According to Section 124 of the Indian Contract Act, 1872, a contract of indemnity means “a contract by which one party promises to save the other from loss caused to him by the conduct of the promisor himself or by conduct of any other person.” This provision incorporates a contract where one party promises to save the other from loss which may be caused, either
(i) by the conduct of the promisor himself; or
(ii) by the conduct of any other person.
This definition covers indemnity for loss caused by human agency only. It does not deal with those classes of cases where the indemnity arises from loss caused by events or accidents which do not or may not depend upon the conduct of the indemnifier or any other person, or by reason of liability incurred by something done by the indemnified at the request of the indemnifier.
It has been noted above that Section 124 recognizes only such contract as a contract of indemnity where there is a promise to save another person from loss which may be caused by the conduct of the promisor himself or by conduct of any other person. It does not cover a promise to compensate for loss not arising due to human agency. Therefore, a contract of insurance is not covered by the definition of Section 124. Thus, if under a contract of insurance, an insurer promises to pay compensation in the event of loss by fire, such a contract does not come within the purview of Section 124. Such contracts are valid contracts, as being contingent contracts as defined in Section 31.
In United India Insurance Company v. M/s. Aman SinghMunshilal A.I.R. 1994 P. & H. 206, the cover note stipulated delivery to the consigner. Moreover, on its way to the destination the goods were to be stored in a godown and thereafter to be carried to the destination. While the goods were in the godown, the goods were destroyed by fire. It was held that the goods were destroyed during transit, and the insurer was liable as per the insurance contract.
Liability of insurer and breach of fidelity insurance contract
In Oriental Insurance Co. Ltd., Ahmedabad v. Gujarat State Warehousing Corpn. Ahmedabad, A.I.R. 2003 Guj. 159, where insured bags of fertilizer stored in plaintiff’s godown, were found missing due to act of embezzlement by the employees of plaintiff Company. Defendant Company had ensured to indemnify plaintiff against loss sustained by such act. The alleged breach of condition in the contract notice to be given to defendant regarding discovery of such act could not be said to be fundamental breach. Held, that it would not permit the defendant to negate the legitimate claim of the plaintiff, hence decreeing suit for declaration and recovery of amount with interest by Trial Court was proper.
Under English law, the word ‘indemnity’ carries a much wider meaning than given to it under the Indian Contract Act. It includes a contract to save the promisee from a loss, whether it is caused by human agency or any other event like an accident and fire. Under English law, a contract of insurance (other than life insurance) is a contract of indemnity.
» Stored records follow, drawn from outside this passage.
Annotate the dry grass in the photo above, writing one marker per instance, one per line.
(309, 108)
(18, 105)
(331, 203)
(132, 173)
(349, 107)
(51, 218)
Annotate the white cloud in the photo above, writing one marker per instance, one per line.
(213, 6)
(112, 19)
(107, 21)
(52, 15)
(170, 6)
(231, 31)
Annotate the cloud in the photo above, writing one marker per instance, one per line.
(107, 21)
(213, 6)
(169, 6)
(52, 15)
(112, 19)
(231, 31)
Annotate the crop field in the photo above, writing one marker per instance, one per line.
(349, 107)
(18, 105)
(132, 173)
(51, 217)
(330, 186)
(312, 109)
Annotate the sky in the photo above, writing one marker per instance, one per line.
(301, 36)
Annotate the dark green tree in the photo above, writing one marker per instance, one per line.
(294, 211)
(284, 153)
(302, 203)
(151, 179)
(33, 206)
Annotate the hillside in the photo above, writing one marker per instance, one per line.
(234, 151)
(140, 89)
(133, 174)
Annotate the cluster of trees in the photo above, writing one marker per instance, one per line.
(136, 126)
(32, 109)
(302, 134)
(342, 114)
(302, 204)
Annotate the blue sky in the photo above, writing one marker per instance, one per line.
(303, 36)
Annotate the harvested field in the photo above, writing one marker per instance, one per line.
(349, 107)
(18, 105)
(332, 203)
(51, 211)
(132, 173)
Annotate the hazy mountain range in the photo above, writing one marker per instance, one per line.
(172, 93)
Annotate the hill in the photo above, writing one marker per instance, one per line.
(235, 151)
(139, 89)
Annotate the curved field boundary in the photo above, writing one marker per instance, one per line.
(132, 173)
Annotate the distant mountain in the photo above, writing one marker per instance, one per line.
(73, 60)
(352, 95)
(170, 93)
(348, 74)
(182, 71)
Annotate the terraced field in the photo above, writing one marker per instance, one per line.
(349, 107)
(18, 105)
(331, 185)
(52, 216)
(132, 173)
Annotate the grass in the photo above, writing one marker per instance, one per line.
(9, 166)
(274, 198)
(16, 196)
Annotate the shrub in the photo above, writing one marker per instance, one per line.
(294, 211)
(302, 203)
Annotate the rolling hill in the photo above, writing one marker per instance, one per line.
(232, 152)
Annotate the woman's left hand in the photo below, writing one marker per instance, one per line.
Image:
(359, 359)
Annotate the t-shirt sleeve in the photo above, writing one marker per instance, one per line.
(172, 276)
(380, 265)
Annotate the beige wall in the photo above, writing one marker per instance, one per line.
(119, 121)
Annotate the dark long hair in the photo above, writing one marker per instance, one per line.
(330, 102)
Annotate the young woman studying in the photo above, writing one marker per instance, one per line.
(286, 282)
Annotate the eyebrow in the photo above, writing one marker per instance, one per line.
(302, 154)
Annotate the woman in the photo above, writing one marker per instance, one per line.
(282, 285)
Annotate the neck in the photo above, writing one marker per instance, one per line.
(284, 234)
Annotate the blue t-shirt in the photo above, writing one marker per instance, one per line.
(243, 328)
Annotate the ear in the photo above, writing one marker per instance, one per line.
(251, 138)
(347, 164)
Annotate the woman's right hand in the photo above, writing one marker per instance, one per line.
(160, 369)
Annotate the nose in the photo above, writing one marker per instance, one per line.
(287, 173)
Life insurance contract is, however, not a contract of indemnity, because in such a contract different considerations apply. A contract of life insurance, for instance, may provide the payment of a certain sum of money either on the death of a person, or on the expiry of a stipulated period of time (even if the assured is still alive). In such a case, the question of amount of loss suffered by the assured, or indemnity for the same does not arise. Moreover, even if a certain sum is payable in the event of death, since, unlike property, the life of a person cannot be valued, the whole of the amount assured becomes payable. For that reason also, it is not a contract of indemnity.
The Indian Contract Act does not specifically provide that there can be an implied contract of indemnity. In Secretary of State v. The Bank of India Ltd., A.I.R. 1938 P.C. 191, the Privy Council has, however, recognized an implied contract of indemnity also. The Law Commission of India in its 13th Report, 1958, on the Indian Contract Act, 1872 has recommended the amendment of Section 124. According to its recommendation, “the definition of the ‘Contract of Indemnity’ in Section 124 be expanded to include cases of loss caused by events which may or may not depend upon the conduct of any person. It should also provide clearly that the promise may also be implied.”